I miss drawing. I'm pretty good at it, but I feel a little rusty. It's funny seeing these 3 pictures together all about the same size and proportion. In actuality the top fish is a 6.5 foot long Tarpon that's about as big as me, the middle porcupine fish is about 15 inches in diameter, and the little trunkfish at the bottom are only about 5 inches long!

The Wagner has education programs during the school year for classes that want a field trip. I actually like it better than taking kids to the Academy of Natural Sciences because it's just full of specimens and has very little text around. At the Academy the experience is very directed and there's a lot of information to read. There's something wonderful about just having access to their incredible collection with minimal direction- it fosters curiosity and exploration.

Wednesday, August 1


I'm thinking about how hard it is to separate who I AM from what I DO. Blogging and social media make it even harder to separate the two. I get really excited about the work I do and have done, and I want to share that with the world as an advocate for how important art and art education is. I'm wondering how to move ahead as an art and art education blogger. I've used this space freely in the past- perhaps too freely- sharing all aspects of my work. As I transition into my new work as an art teacher I'm not sure yet how this space will change. Perhaps I should have a blank slate. But I've worked hard to integrate all aspects of my creative life, and it feels unnatural to keep things separate.
I want to bridge the gaps. Art ed people out there- how do you balance the ownership of what you do with respect for the people/organizations/schools you work with? I feel like this is a very contemporary issue when so many of us write about and share pictures of our work with children. I've just done some purging of my facebook photos and even some blogposts here to scale things back a little. It's discomfiting.

Major progress and major news!

Last week I brought my wrapping cloth-in-progress to the Cathedral to share with the congregation and hopefully drum up some more fabric contributions. I've been working on it in 20 foot sections since March, and have 3 sections complete and joined. Of course, this means that the piece is now longer than the length of my house and I cannot view it in its entirety at home. It was a great pleasure to roll it out along the bench ledge that runs the length of the Cathedral. I couldn't believe how long it was!
 Above is a view from the dark beginning end, and below a view from the light pastel end which will be the middle section. I'm very happy that my original estimate of needing about 120 feet altogether was correct, as the 60 feet here parallels the length of our gathering when we circle around the font. It's growing from darkness into light and from grief into life.
There's been a lot of grief around lately- I've been hearing from all sides of friends who have lost loved ones. It seems a strange thing to be making art about, but it feels very right to me to be making this piece about grief, transition, and joy. Seeing my cloth stretched out like this makes it look like a path to follow. My constant prayer is that I be led down the path that will make the best use of my skills and talents.

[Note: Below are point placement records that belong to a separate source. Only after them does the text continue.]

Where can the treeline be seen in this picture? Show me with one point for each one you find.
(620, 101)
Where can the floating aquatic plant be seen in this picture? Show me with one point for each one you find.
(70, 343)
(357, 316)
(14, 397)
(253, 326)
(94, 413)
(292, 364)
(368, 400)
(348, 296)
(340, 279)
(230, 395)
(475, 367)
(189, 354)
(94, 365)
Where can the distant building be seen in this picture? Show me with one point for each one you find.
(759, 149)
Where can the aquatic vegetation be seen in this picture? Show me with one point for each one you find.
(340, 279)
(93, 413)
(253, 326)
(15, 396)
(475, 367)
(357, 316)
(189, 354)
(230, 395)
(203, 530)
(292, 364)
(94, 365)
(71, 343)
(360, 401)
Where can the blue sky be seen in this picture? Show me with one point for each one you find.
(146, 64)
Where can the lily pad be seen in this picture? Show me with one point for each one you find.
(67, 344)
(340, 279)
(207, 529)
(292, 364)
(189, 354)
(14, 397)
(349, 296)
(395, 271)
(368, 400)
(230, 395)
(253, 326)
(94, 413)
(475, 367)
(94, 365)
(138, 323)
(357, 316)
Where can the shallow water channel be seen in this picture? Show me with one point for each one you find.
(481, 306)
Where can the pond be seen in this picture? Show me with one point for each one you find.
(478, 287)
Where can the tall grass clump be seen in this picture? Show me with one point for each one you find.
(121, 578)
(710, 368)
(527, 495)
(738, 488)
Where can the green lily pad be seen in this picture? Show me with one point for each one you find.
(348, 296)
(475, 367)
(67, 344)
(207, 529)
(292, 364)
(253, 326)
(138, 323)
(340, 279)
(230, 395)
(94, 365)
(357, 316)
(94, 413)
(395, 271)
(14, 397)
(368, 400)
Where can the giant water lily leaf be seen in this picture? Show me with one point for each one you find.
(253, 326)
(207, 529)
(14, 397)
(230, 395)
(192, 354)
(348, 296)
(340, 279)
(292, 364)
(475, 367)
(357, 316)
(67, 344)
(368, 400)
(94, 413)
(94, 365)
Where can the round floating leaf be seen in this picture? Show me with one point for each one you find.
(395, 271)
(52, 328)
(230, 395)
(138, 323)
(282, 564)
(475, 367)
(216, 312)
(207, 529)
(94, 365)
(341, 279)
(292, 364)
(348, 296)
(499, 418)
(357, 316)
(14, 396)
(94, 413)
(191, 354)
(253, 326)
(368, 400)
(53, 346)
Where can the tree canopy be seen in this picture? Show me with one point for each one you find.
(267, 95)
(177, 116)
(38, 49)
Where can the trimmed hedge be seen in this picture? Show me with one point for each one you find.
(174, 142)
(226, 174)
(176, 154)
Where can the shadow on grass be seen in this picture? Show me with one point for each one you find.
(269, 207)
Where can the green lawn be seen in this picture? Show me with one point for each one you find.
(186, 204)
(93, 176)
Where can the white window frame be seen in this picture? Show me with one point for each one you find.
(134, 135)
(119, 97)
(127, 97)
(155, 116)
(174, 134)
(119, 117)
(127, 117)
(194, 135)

On the same day I brought this piece to the Cathedral, I had some wonderful news about my future path... I've been hired as a K-5 Art Teacher for a charter school in South Philadelphia for the coming school year! This has been long awaited, and I'm still feeling how incredible it is that the pieces of my life are fitting together so beautifully. I have a lot of work ahead of me in the next year, and I hope I can remember the joy I feel now when I'm in my art room with 22 voices, with 22 questions, and 22 curious and willful minds at a time, and nearly 500 children will pass through my doors each week. Please hold me and my students and my family in the light this coming year as we all get used to new things.